Вано оторопело на нее уставился.

— Ты, значит... Маико?

— Даа, гадалка.

Встала, заглянула ему в глаза.

— Я ведь сказала, что везде и повсюду буду тебе встречаться.

Он, растерянный, не сводил с нее влюбленного взгляда, так как она, прорицательница Маико, с ее хижиной-буркой, была самой-самой его женщиной из всех ему встречавшихся.

Полыхая черным пламенем глаз, она взяла его за руку:

— Вот все этоо, — очертила она другой рукой круг, возможно, подразумевая всё-всё, что ни есть на белом свете; но где было понятьее, она ведь была темная-претемная, — за что ты любишь, Иванэ?

— Да откуда мне знать...

Она улыбнулась:

— Ооо, заладил опять по-своему: откуда, откуда... — А затем спросила:

— А ты хоть смекнул, Иванэ, почему я так надолго тебя покидала?

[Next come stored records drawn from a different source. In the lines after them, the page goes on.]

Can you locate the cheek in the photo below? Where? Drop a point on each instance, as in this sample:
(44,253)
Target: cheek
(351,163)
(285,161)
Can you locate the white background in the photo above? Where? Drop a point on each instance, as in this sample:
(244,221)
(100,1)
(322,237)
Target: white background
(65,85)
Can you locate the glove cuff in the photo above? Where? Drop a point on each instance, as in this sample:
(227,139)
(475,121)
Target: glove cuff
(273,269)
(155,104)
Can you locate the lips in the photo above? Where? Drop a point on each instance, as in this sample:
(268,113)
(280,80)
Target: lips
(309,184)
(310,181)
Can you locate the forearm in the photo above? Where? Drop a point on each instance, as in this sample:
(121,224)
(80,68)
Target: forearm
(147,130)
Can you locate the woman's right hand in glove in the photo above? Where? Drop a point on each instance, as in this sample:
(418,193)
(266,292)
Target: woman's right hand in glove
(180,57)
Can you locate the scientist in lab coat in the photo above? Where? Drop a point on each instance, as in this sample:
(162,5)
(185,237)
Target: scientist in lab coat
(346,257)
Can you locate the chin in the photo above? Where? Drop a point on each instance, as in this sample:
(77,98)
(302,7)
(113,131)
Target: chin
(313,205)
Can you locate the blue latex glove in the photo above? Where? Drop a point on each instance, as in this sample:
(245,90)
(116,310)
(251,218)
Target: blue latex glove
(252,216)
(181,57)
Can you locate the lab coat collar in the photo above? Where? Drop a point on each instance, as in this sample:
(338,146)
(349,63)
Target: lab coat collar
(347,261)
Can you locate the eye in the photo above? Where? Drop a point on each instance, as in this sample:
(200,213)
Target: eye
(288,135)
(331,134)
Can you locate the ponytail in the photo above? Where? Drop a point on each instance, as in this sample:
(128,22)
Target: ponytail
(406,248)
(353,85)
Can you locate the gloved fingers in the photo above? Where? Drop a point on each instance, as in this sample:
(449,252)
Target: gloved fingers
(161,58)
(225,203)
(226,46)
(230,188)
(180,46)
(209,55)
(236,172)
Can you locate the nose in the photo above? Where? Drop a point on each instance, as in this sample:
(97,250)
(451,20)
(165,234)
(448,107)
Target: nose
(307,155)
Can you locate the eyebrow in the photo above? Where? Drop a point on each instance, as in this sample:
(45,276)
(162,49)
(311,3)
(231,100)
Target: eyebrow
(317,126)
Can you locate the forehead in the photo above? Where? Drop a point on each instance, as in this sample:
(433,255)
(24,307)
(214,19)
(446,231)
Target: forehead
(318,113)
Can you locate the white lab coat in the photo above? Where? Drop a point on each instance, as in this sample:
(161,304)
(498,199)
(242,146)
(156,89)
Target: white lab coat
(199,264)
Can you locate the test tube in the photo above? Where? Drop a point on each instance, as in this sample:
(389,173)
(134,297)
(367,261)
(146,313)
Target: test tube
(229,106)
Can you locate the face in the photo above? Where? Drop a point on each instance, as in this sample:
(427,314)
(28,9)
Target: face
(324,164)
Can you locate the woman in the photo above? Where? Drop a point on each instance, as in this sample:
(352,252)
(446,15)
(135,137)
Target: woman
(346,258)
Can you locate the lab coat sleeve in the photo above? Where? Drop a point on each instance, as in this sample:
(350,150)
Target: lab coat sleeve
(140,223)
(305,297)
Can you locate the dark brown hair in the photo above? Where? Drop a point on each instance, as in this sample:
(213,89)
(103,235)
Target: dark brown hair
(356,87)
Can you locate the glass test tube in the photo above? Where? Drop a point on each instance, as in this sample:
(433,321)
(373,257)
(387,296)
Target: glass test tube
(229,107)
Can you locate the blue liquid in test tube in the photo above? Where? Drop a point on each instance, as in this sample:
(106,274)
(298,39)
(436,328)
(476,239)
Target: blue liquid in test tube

Он-то догадывался, но помалкивал.

— За последнее время ты у меня что-то немного возомнил о себе, вот и бросила я тебя, чтоб дать тебе почувствовать себя не­счастным, так как счастливому и везучему человеку... Короче говоря Иванэ, будешь умником — я буду твоей, — и спросила:

— А хочешь, сведу тебя к Шах-Аббасу, якобы великому?

— Уух, очень!

Мигом позабыв о всякой усталости, он, вновь исполненный на­дежды и сил, подхватил ее на руки:

— Куда пойдем? Куда тебя отнести...

На руках у него была трудная, красивая какой-то зловещей красотой женщина Маико; она глянула на него снизу вверх вроде бы с сомнением, а этот Иванэ переспросил снова:

— Куда тебя взять?

Он думал, что она укажет на ту широкую, удобную дорогу, что вела под уклон, к городу, но Маико, обхватившая его одной рукой вокруг шеи, протянула заостренные пальцы второй руки к тому сияющему подле вершины высокой горы свету:

— Воон туда.

Трудный

С почтительным благоговением посвящаю Гураму Асатиани — челове­ку, которого, среди множества прочих заслуг и достоинств, всегда отличал взволнованный интерес к удивитель­ным причудам грузинского характера.

— Что-то такое мне хочется сделать, а что, я и сам не знаю, — сказал затем Ушанги.

— Да брось ты, давай лучше дерябни, парень, сколько можно смотреть на полный стакан.

Стакан у нас был всего один.

— Если выпью, еще больше захочется.

— А ты возьми и сделай.

— Знал бы я, чего хочу.

— Что ж мне тогда с тобой делать?

— Да тебе-то что, тебе ничего, — нахмурился Ушанги.

И добавил следом: — Энергию мне девать некуда.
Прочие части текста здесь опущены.